Le calcul d’une bobine Tesla ne se résume pas à choisir un tube, enrouler du fil et espérer obtenir de longs arcs. Une bobine Tesla est avant tout un système résonant couplé, où la fréquence de la secondaire doit être cohérente avec le circuit primaire, où la géométrie influence fortement la capacité parasite, et où le moindre détail mécanique peut changer le comportement électrique final. Le but d’un bon calcul bobine Tesla est donc de transformer un projet potentiellement aléatoire en conception prédictible, stable et plus sûre.

Dans la pratique, la secondaire agit comme une inductance à noyau d’air avec une capacité répartie propre, à laquelle s’ajoute la capacité du topload, souvent un tore ou une électrode terminale. La fréquence de résonance résulte de ces deux éléments. Le primaire, de son côté, forme un second résonateur composé d’une inductance primaire et d’un condensateur primaire. Quand les deux circuits sont accordés, l’énergie s’échange efficacement et la tension au sommet de la secondaire augmente jusqu’à produire des décharges spectaculaires. Sans cet accord, le système fonctionne mal, chauffe davantage et délivre des performances irrégulières.

Le calculateur ci-dessus s’appuie sur une approche d’ingénierie simplifiée mais réaliste. Il utilise une formule de type Wheeler pour l’inductance de la secondaire, une approximation inspirée des données de Medhurst pour la capacité propre, puis déduit la fréquence de résonance et la capacité primaire requise pour s’accorder sur cette fréquence.

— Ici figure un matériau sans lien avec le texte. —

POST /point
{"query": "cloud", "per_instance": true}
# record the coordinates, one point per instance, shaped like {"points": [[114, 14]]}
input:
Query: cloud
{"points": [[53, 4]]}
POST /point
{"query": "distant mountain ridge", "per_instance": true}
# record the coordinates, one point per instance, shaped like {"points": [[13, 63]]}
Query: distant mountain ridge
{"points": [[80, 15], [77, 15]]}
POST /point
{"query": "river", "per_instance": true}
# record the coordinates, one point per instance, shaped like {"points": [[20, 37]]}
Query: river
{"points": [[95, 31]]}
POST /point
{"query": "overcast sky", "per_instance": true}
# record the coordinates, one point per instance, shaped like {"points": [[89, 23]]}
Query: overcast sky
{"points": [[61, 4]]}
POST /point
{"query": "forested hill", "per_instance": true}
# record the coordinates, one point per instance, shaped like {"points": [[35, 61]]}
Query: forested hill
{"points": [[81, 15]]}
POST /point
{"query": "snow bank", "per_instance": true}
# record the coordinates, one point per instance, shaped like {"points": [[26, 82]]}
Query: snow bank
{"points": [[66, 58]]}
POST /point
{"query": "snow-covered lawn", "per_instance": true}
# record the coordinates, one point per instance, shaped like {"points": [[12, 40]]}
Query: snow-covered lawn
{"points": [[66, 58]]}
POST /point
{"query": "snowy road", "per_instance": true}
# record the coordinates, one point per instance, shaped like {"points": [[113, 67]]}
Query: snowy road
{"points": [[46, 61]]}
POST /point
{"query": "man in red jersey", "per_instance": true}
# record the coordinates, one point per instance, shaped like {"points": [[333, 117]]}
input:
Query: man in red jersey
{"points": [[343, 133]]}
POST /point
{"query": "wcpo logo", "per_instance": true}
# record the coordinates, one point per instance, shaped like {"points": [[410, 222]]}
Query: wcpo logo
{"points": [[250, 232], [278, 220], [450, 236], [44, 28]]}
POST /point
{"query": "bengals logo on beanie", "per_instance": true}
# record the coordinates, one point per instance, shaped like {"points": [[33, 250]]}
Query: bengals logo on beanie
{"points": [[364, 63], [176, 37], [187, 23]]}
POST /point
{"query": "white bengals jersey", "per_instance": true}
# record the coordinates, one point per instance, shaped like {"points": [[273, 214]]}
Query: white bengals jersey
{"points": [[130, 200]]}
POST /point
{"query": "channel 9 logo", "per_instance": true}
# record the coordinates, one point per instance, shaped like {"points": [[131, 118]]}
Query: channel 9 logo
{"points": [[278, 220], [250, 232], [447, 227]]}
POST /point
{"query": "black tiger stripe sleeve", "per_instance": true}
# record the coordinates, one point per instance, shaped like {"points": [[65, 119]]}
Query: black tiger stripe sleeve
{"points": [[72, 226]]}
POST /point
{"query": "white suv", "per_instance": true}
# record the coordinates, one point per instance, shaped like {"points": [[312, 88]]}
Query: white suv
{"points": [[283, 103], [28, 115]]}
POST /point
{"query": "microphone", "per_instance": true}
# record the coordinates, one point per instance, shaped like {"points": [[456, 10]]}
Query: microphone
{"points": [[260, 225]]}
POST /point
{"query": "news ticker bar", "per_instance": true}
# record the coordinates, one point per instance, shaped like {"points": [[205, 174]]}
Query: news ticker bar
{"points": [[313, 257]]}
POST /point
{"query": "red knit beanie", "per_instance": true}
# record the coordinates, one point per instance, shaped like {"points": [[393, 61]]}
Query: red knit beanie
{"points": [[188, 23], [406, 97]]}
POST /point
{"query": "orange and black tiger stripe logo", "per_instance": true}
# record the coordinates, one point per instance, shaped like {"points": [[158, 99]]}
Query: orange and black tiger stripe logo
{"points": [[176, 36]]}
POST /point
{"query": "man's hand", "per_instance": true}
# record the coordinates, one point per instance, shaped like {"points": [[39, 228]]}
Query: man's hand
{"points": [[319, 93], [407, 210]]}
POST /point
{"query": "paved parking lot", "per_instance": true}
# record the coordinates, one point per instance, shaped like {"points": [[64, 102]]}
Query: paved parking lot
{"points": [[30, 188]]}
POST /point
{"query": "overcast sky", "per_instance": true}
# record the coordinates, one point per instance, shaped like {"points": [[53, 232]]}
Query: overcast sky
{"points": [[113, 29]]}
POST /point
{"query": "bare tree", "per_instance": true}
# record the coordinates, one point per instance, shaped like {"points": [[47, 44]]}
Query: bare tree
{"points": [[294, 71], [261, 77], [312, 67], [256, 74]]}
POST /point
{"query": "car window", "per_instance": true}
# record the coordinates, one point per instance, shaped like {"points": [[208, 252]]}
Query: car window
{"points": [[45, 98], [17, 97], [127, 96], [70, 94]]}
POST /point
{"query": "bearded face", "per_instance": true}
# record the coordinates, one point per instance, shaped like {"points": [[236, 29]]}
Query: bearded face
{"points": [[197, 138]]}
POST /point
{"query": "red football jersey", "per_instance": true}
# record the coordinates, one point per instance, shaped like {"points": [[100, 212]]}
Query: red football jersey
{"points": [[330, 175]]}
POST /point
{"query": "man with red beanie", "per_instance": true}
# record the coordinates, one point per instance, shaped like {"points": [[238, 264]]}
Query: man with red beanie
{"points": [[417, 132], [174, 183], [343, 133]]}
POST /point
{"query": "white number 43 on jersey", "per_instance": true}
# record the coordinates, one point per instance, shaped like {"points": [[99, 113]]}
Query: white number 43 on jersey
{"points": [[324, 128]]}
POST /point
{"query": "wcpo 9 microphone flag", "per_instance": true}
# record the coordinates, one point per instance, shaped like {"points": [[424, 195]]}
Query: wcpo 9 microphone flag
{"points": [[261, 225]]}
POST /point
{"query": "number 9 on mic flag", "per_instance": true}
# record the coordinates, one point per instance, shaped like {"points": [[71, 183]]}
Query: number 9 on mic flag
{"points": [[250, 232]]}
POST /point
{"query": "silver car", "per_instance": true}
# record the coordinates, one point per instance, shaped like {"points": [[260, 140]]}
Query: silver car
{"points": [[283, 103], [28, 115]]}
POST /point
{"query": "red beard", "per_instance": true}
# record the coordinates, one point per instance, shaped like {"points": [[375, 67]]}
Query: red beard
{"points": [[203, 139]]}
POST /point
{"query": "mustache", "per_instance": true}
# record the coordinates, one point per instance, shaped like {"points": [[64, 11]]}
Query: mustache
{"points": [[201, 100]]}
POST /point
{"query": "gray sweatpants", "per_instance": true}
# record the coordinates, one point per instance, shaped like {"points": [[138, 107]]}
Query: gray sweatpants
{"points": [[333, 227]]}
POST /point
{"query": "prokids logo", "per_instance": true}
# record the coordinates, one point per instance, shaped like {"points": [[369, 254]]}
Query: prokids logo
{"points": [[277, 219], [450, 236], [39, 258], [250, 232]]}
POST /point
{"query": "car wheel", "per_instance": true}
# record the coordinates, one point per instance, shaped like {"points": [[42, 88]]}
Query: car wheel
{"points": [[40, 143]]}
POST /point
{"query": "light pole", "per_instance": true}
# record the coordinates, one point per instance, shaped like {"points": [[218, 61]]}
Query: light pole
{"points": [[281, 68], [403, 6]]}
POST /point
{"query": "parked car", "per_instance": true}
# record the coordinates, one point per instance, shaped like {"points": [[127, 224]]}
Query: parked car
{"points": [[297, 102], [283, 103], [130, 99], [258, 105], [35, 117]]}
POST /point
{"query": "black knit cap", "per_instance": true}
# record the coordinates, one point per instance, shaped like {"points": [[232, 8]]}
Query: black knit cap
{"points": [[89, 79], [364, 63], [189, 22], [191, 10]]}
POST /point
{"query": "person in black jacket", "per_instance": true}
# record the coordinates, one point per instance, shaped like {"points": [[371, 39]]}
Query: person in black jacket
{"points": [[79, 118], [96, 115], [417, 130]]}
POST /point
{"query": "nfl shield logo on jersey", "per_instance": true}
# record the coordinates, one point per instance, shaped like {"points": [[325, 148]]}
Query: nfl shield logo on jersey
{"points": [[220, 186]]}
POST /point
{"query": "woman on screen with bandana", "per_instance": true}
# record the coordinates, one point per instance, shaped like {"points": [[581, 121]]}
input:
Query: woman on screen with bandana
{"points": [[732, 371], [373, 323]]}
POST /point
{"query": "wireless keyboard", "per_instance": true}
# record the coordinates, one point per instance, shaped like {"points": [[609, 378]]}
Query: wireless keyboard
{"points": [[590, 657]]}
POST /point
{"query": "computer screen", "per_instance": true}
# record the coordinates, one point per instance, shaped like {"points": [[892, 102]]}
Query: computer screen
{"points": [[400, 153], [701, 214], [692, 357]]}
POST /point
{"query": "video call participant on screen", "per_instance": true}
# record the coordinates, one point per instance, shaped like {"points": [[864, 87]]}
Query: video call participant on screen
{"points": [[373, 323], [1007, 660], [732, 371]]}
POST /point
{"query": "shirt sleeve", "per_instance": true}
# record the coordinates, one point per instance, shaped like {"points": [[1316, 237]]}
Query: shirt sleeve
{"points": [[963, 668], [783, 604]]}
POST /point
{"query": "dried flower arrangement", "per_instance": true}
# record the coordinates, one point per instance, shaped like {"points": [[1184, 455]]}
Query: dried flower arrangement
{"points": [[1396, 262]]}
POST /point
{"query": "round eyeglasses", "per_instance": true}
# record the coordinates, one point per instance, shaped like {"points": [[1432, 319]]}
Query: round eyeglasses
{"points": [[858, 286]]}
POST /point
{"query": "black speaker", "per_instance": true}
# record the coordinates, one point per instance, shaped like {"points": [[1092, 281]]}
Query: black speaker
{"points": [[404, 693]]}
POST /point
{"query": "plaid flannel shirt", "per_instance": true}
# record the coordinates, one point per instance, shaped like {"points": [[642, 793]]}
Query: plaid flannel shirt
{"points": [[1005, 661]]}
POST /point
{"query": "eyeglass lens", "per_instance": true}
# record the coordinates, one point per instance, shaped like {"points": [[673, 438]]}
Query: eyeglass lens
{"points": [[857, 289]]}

C’est exactement le type de chaîne logique que l’on utilise lors de la phase de pré-dimensionnement. Ensuite, les concepteurs expérimentés valident souvent ces résultats avec une mesure réelle au grid dip meter, au VNA ou avec un simple générateur basse puissance.

Les grandeurs fondamentales à connaître

1. L’inductance de la secondaire

L’inductance dépend principalement du rayon de la bobine, de sa longueur bobinée et du nombre de spires. Pour une bobine simple couche, les formules empiriques comme celle de Wheeler donnent de très bonnes estimations dans la majorité des cas amateurs et semi-professionnels. Une secondaire haute et relativement fine présente généralement une inductance plus élevée, mais cela ne signifie pas automatiquement une meilleure performance. En réalité, il faut équilibrer inductance, capacité propre, tenue diélectrique et encombrement.

2. La capacité propre et la capacité du topload

Une bobine n’est jamais une simple inductance idéale. Entre ses spires et entre la bobine et son environnement, il existe des capacités parasites. Cette capacité dite propre, ou self-capacitance, augmente avec le diamètre et varie selon le ratio hauteur sur diamètre. À cela s’ajoute la capacité du topload. Un tore bien dimensionné augmente souvent la stabilité du champ électrique, réduit les amorçages intempestifs sur les spires supérieures et abaisse la fréquence de résonance. C’est pourquoi l’estimation du topload en pF est si importante dans tout calcul bobine Tesla sérieux.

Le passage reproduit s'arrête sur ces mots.